Melonie Fullick:

In the past few weeks some interesting and contentious threads of discussion have been unwinding on “Academic Twitter”, in particular one that’s focused on the current conditions of the academic job market in the United States. It seems the debate was kicked off by a post from Rebecca Schuman at Pan Kisses Kafka blog, who criticized a UC Riverside department for the practice of sending out interview requests only five days before the interviews would take place at the annual MLA conference. This provoked a response from Claire Potter in her blog Tenured Radical, in which she insisted that there had to be reasonable explanations for the process. Potter also critiqued the tone of Schuman’s post, describing it as a “hissy fit”. Multiple follow-up posts ensued.
After the exchange between Schuman and Potter, the flames were further fanned by Karen Kelsky’s response at The Professor Is In, wherein she made a comparison between the denial of privilege by the tenured and the denial of racism by white people. The comparison is inappropriate, but Kelsky’s analysis of the advantages of the tenured hit home, and it set off another intense discussion about the responsibilities of tenured faculty in a context where non-tenured peers/colleagues are working in exploitative conditions.
I think there have been a couple of things happening in this debate. One of them is the underlying issue itself – the job market and hiring practices and, at root, the culture of academe and its professionalization process.

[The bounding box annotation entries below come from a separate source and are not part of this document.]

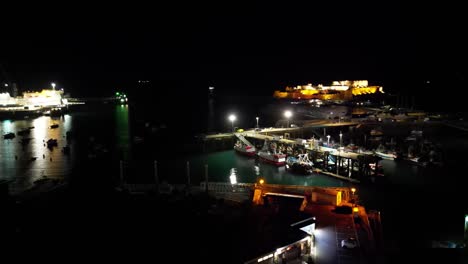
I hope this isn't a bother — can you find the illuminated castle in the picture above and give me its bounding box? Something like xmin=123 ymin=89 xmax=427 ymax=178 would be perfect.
xmin=273 ymin=80 xmax=384 ymax=100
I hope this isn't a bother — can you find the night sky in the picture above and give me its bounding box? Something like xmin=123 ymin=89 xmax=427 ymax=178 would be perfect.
xmin=0 ymin=1 xmax=467 ymax=104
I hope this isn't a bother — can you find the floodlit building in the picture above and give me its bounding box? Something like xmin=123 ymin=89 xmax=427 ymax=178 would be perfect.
xmin=273 ymin=80 xmax=384 ymax=100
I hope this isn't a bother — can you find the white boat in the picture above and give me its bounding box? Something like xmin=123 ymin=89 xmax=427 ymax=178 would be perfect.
xmin=374 ymin=151 xmax=397 ymax=160
xmin=234 ymin=133 xmax=257 ymax=157
xmin=234 ymin=141 xmax=256 ymax=157
xmin=286 ymin=153 xmax=314 ymax=174
xmin=257 ymin=140 xmax=286 ymax=166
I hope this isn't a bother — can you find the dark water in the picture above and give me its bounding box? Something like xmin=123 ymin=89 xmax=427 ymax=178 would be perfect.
xmin=0 ymin=97 xmax=468 ymax=255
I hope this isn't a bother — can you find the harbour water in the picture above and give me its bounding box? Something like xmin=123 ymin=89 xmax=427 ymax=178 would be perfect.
xmin=0 ymin=94 xmax=468 ymax=252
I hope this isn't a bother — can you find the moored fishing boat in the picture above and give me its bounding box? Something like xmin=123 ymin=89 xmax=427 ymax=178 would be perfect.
xmin=257 ymin=140 xmax=286 ymax=166
xmin=286 ymin=153 xmax=314 ymax=174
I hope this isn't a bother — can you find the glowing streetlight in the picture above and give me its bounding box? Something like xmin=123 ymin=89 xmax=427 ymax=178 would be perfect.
xmin=340 ymin=131 xmax=343 ymax=147
xmin=229 ymin=115 xmax=236 ymax=132
xmin=284 ymin=110 xmax=292 ymax=127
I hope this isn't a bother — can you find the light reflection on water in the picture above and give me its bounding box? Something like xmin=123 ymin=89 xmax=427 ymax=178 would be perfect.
xmin=0 ymin=115 xmax=73 ymax=189
xmin=185 ymin=150 xmax=349 ymax=187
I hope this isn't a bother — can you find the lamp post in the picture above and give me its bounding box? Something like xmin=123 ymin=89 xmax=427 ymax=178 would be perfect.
xmin=284 ymin=110 xmax=292 ymax=128
xmin=340 ymin=131 xmax=343 ymax=147
xmin=351 ymin=187 xmax=356 ymax=205
xmin=229 ymin=115 xmax=236 ymax=133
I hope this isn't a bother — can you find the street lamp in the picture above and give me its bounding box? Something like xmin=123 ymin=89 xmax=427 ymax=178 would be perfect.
xmin=340 ymin=131 xmax=343 ymax=147
xmin=284 ymin=110 xmax=292 ymax=127
xmin=229 ymin=115 xmax=236 ymax=132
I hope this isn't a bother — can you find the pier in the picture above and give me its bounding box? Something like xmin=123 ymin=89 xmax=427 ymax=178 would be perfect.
xmin=203 ymin=127 xmax=382 ymax=183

This is tied closely to the nature of the academic workforce, which in the United States now comprises over two-thirds temporary and/or contingent faculty positions (hence “New Faculty Majority”); tenure is becoming exceptional. But also emerging from this heated exchange about academic working conditions is the question of how we talk with each other, and the issue of the “policing” of people’s participation in the name of civility or professionalism as illustrated in Potter’s response to Schuman.